What Doesn't Kill You Makes You Stranger

True Beauty for the Birds (Or Why Professional Actors Giggle) April 18, 2016

Life upon the wicked stage can sometimes be hilarious. I know that’s not how the song goes, and I probably shouldn’t find such extreme joy in things going wrong onstage. But I’m a terrible person, so I do.

Not when people get hurt or something costs the theatre thousands of dollars in damage. That’s not funny. But it’s the little things that bring me joy. Like fake birds playing dead onstage.

Right now I’m doing a show that has a big showgirl-style number with all of us in “bride” costumes. I have giant flower baskets on my hips, there’s a headdress that’s more than two feet tall on one of the girls, and one of the ladies has birds.

She has a birdcage on her head with two little (fake) white birds in it, and two white birds on each wrist.

We all tipped on at the beginning of the number, and everything was going fine, until the first time Bird Girl had to move her arms… and her birds got stuck together. All of us were posing prettily, and she had gotten handcuffed by birds. Of course, I had been trying desperately not to giggle already. To free herself, the Bird Girl ripped her wrists apart, tore the birds off of one of her gloves. But the birds didn’t fall to the ground. No, no. They got caught on the feathers hanging from her glove. And they stayed there, upside down, clinging on by their dead little feet while Bird Girl danced.

We got to a section where we were posing again, and in that stillness, the dead birds gave up on life and fell to the ground with a dull thunk. That’s when I started giggling in earnest, because there were just two bright white birds lying on the stage.

On her next move, Bird Girl managed to bend down and grab the dead birds, which was impressive considering the size of the headdress.

At this point, most of the people onstage had noticed the bird drama, which only made it better.
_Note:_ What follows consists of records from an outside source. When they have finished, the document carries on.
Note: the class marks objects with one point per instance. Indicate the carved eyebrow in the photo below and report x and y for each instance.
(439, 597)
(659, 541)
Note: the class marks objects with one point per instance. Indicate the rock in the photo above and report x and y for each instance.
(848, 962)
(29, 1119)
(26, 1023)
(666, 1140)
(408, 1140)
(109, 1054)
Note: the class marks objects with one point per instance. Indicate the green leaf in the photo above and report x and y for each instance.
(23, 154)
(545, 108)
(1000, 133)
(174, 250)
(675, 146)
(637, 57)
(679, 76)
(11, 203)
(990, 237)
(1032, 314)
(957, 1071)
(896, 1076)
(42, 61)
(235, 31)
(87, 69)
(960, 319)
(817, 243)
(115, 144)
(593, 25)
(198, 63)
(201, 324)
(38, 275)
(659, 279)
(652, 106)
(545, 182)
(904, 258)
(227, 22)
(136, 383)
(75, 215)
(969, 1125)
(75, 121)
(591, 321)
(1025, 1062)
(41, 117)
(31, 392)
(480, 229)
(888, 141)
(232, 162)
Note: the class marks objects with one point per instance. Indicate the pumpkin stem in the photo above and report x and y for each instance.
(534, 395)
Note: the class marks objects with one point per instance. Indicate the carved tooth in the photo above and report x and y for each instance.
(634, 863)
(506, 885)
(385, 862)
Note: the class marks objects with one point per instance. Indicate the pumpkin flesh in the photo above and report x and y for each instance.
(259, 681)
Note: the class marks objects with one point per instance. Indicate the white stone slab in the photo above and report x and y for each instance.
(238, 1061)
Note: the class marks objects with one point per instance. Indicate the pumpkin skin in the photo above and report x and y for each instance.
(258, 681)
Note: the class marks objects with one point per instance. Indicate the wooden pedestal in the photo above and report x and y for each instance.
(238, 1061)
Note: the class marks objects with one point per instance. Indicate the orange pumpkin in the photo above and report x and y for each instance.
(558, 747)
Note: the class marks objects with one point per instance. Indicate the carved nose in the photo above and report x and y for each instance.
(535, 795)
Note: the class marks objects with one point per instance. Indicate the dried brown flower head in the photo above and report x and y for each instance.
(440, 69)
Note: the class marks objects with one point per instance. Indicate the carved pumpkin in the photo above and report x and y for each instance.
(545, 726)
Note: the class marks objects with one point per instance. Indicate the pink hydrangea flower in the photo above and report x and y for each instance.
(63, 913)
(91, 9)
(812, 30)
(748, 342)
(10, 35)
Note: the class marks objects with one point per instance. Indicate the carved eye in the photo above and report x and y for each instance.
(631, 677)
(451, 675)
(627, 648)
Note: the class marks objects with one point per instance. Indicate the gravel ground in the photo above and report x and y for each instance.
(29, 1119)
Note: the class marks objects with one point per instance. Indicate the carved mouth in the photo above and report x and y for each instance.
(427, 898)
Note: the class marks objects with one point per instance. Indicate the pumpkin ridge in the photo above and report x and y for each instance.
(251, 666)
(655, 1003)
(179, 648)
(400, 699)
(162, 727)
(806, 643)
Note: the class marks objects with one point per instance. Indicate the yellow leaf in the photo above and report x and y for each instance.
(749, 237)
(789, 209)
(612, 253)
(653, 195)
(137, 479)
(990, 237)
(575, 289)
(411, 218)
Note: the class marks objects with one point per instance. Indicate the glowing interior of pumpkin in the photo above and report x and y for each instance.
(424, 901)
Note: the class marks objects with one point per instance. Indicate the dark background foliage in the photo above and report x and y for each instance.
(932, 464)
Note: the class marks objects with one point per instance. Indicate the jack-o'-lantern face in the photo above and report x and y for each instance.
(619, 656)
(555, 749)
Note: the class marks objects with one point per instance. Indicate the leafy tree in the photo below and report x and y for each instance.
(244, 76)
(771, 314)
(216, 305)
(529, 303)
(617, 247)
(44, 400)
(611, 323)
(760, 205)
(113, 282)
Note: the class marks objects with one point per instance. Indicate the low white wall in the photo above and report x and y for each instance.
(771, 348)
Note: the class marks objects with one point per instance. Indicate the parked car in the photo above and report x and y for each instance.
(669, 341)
Bird Girl danced with her fallen kin in her hand until the opportunity presented itself, and she threw the birds, sending them on one final flight into the wings.

That was about when singing real notes became impossible. One of the ladies who wasn’t in that number found the dead (still fake) birds in the wing and had no idea where in the show they could have come from. And that, my friends, is the true beauty of live theatre.